Lake States Fire Science Webinar April 2019

 

 

Pine woodland and barren restoration:

What is possible with late dormant season burns?

 

Thursday April 18, 2019 at 2 PM Eastern/ 1 PM Central

 

Brian R. Sturtevant, PhD, USDA Forest Service Northern Research Station, brian.r.sturtevant@usda.gov
Kathleen M. Quigley, PhD, Michigan State University, Department of Plant, Soil, and Microbial Sciences, quigle44@msu.edu
Jessica R. Miesel, PhD, Michigan State University, Department of Plant, Soil, and Microbial Sciences, mieselje@msu.edu
Matthew B. Dickinson, PhD, USDA Forest Service Northern Research Station, matthew.b.dickinson@usda.gov
Christel C. Kern, PhD, USDA Forest Service Northern Research Station, christel.c.kern@usda.gov
Randy K. Kolka, PhD, USDA Forest Service Northern Research Station, randall.k.kolka@usda.gov
Deahn M. Donner, PhD, USDA Forest Service Northern Research Station, deahn.donnerwright@usda.gov
Matthew Bushman, USDA Forest Service, National Forests in North Carolina, matthew.bushman@usda.gov
Brian Heeringa, USDA Forest Service, Chequamegon-Nicolet National Forest, brian.heeringa@usda.gov

 

Fire exclusion and land use change have resulted in widespread loss of pine barrens in the Great Lakes region, which now cover less than 1 % of their pre-settlement extent.
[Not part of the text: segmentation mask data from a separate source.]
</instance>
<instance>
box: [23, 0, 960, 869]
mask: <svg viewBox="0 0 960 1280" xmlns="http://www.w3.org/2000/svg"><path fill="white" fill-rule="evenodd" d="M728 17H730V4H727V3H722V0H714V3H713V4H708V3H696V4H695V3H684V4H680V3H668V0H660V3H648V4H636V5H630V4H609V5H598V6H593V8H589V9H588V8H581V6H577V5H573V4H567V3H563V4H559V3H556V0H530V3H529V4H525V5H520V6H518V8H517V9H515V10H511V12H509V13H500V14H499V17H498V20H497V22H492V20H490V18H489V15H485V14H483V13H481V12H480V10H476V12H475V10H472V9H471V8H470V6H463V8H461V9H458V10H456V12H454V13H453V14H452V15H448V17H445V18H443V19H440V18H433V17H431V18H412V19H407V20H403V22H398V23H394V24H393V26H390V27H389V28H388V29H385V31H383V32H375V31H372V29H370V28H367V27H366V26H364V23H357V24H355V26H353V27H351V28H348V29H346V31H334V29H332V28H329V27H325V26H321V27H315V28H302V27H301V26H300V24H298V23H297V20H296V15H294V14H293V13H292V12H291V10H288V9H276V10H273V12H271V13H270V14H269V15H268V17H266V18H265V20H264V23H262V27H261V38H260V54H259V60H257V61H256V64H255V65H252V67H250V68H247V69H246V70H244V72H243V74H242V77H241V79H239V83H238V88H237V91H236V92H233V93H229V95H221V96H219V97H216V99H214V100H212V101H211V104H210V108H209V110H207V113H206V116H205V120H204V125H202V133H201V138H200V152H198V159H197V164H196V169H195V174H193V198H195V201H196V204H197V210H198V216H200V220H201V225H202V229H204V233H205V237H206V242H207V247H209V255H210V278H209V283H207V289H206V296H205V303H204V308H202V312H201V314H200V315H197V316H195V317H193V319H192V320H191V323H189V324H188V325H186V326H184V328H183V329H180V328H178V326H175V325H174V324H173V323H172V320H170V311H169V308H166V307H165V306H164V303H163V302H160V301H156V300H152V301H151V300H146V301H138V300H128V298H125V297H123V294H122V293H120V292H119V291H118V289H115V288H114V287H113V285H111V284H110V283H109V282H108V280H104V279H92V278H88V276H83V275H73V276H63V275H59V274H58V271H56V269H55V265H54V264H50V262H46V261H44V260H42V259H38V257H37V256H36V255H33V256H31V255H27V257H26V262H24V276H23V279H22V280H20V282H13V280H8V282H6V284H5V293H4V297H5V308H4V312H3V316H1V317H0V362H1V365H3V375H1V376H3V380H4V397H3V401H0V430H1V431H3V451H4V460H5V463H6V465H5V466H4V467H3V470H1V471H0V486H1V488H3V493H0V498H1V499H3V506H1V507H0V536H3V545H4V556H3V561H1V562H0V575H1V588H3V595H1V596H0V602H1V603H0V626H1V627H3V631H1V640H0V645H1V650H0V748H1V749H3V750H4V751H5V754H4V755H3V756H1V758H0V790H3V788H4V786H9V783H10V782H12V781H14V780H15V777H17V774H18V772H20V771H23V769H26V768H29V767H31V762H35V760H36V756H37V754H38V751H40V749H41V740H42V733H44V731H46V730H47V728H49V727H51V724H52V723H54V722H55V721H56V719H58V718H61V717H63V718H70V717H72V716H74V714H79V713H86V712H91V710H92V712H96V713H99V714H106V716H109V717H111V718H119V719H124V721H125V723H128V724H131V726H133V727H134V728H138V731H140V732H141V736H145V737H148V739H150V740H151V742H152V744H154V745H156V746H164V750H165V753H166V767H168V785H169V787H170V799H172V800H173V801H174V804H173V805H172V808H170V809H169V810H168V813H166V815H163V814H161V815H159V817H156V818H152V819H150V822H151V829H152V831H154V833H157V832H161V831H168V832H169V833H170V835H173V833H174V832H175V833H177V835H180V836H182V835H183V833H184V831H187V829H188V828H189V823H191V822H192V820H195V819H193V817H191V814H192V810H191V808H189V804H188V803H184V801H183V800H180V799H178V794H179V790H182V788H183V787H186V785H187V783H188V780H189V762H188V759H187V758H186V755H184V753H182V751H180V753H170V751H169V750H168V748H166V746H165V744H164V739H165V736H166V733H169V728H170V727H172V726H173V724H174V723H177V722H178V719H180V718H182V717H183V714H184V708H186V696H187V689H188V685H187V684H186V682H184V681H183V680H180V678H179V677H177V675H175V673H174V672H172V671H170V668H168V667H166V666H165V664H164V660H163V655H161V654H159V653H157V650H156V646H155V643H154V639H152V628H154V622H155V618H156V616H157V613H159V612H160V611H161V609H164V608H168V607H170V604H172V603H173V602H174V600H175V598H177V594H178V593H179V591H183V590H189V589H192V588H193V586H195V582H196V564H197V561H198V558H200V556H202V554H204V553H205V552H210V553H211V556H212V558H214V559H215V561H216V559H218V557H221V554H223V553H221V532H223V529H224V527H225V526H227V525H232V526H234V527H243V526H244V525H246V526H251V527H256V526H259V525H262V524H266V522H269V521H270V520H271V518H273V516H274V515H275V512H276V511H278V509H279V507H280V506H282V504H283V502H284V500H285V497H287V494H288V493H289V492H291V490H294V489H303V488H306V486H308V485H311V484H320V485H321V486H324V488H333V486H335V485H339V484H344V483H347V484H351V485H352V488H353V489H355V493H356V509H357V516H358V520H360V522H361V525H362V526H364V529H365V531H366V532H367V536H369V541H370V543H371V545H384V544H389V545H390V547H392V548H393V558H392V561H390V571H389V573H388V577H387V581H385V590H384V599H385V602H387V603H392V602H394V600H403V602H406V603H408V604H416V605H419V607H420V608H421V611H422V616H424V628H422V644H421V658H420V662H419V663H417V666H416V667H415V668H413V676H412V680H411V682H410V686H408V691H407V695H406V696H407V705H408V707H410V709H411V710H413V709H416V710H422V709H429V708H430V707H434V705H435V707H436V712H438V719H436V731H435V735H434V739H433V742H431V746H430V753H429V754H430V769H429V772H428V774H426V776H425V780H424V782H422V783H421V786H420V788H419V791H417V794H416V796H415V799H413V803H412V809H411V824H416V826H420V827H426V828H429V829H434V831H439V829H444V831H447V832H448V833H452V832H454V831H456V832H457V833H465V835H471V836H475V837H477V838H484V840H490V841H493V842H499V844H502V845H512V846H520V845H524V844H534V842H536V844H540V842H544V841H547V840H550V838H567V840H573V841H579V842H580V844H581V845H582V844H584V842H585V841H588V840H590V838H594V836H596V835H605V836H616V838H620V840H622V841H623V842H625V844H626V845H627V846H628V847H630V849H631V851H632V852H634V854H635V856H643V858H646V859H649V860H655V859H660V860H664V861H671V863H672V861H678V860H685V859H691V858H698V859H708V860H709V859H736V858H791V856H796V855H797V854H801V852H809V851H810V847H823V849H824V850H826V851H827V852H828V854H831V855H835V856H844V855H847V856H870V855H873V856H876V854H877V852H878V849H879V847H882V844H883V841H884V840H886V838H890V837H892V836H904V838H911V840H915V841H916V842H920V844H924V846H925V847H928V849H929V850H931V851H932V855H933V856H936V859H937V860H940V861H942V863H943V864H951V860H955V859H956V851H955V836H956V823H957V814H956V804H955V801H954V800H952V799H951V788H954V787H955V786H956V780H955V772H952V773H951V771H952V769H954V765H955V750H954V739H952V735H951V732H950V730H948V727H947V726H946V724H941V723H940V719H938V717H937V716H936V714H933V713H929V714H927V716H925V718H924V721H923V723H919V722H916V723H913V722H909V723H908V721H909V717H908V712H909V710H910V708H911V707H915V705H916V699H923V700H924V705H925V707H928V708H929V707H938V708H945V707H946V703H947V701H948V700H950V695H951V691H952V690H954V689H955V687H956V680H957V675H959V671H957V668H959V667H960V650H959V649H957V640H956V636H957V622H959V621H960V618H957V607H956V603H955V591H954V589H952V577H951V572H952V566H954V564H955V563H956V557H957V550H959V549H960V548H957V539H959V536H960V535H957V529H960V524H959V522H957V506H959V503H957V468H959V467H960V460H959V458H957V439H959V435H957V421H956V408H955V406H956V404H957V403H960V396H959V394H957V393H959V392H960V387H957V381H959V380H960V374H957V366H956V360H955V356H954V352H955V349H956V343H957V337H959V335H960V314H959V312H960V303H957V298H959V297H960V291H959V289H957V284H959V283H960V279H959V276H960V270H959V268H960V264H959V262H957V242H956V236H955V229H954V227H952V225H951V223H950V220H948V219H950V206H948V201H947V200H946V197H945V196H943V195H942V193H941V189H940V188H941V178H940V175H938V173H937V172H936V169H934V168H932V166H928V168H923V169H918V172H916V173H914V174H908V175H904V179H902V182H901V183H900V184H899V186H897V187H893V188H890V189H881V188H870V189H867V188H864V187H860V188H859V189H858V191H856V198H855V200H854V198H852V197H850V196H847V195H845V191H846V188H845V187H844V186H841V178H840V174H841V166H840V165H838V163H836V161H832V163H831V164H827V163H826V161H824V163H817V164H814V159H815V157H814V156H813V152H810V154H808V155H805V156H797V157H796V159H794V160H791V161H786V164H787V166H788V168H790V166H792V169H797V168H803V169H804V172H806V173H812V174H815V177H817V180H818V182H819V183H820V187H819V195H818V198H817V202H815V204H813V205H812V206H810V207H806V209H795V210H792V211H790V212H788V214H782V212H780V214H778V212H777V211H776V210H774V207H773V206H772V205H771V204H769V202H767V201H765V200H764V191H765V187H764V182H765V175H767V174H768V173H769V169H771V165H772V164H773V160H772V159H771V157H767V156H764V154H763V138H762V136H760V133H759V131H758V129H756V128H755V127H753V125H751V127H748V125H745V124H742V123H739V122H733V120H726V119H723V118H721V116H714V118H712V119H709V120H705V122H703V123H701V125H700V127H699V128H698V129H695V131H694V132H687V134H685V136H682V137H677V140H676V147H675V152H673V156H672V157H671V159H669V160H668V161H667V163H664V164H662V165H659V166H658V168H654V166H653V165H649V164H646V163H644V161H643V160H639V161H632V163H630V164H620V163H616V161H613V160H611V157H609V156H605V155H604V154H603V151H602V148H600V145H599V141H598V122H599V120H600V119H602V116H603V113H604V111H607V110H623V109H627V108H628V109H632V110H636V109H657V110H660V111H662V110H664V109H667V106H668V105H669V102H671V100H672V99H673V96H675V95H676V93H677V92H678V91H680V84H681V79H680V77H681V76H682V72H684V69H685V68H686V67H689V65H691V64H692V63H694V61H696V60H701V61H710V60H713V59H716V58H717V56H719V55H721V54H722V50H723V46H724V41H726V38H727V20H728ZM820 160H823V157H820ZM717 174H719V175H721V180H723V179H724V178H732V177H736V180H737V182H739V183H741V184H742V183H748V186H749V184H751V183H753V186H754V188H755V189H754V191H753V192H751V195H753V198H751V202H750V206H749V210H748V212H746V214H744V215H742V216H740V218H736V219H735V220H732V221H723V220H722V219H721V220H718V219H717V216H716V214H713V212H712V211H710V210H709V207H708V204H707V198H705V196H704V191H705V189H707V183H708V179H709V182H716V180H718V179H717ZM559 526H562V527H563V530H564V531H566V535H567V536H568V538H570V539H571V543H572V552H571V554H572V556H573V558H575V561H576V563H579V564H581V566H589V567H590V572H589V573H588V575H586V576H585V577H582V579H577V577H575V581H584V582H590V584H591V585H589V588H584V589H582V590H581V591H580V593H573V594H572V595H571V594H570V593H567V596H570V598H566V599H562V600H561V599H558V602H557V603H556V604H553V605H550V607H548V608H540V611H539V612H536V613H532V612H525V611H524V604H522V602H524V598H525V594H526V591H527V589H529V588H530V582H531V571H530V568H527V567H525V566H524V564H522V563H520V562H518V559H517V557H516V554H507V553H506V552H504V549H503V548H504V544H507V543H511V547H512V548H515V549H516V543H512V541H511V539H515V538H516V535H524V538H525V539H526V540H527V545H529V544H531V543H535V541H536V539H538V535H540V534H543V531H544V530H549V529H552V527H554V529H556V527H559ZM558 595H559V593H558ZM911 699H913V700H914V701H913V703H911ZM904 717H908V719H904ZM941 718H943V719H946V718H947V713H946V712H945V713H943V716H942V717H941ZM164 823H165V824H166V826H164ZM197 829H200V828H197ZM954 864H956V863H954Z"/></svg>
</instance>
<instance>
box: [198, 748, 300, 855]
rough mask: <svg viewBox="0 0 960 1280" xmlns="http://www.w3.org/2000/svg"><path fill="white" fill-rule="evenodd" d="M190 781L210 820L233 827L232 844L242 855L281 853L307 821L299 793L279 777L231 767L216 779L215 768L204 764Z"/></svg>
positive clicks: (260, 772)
In the Moquah Barrens (Wisconsin, U.S.), the Forest Service uses late dormant season prescribed fire, along with timber harvesting and brush cutting, to maintain and expand this biologically diverse habitat. We investigated the influence of brush cutting and prescribed fire on soil heating levels relevant to restoration goals. We monitored 111 burned plots and 23 unburned reference (unburned 60+ years) plots before, during, and after four large-scale prescribed burns (430 – 780 ha/unit) conducted in late spring (May) 2016 and 2018. Fuel manipulations (brush addition/removal) were applied to a subset of burn plots across a range of restoration stages to provide contrasts in fire behavior, fuel consumption, and burn severity. Woody fuel additions enabled more intense fires, but duff consumption was minimal, and mineral soil heating was largely decoupled from fire behavior due to the insulating effects of the overlying moist duff. Soil hydraulic conductivity was higher at burned plots than at reference plots, suggesting that fire exclusion may deteriorate well-drained soil conditions which sustain native barrens communities. Soil physical and chemical responses varied in magnitude of change and temporal persistence. The soil seedbank showed minimal responses to prescribed fire, and densities of hardwood sprouts regenerated to prefire densities within one year post-burn, regardless of fuel treatments. Our preliminary results support a growing body of evidence that high subsurface moisture and low soil temperatures of late dormant season burns dampen the desired soil heating effects, regardless of fuel additions. We discuss the implication of our results for reversing the interrelated processes of woody densification and mesophication of pine barren, savanna, and woodland ecosystems of the northern Great Lakes region.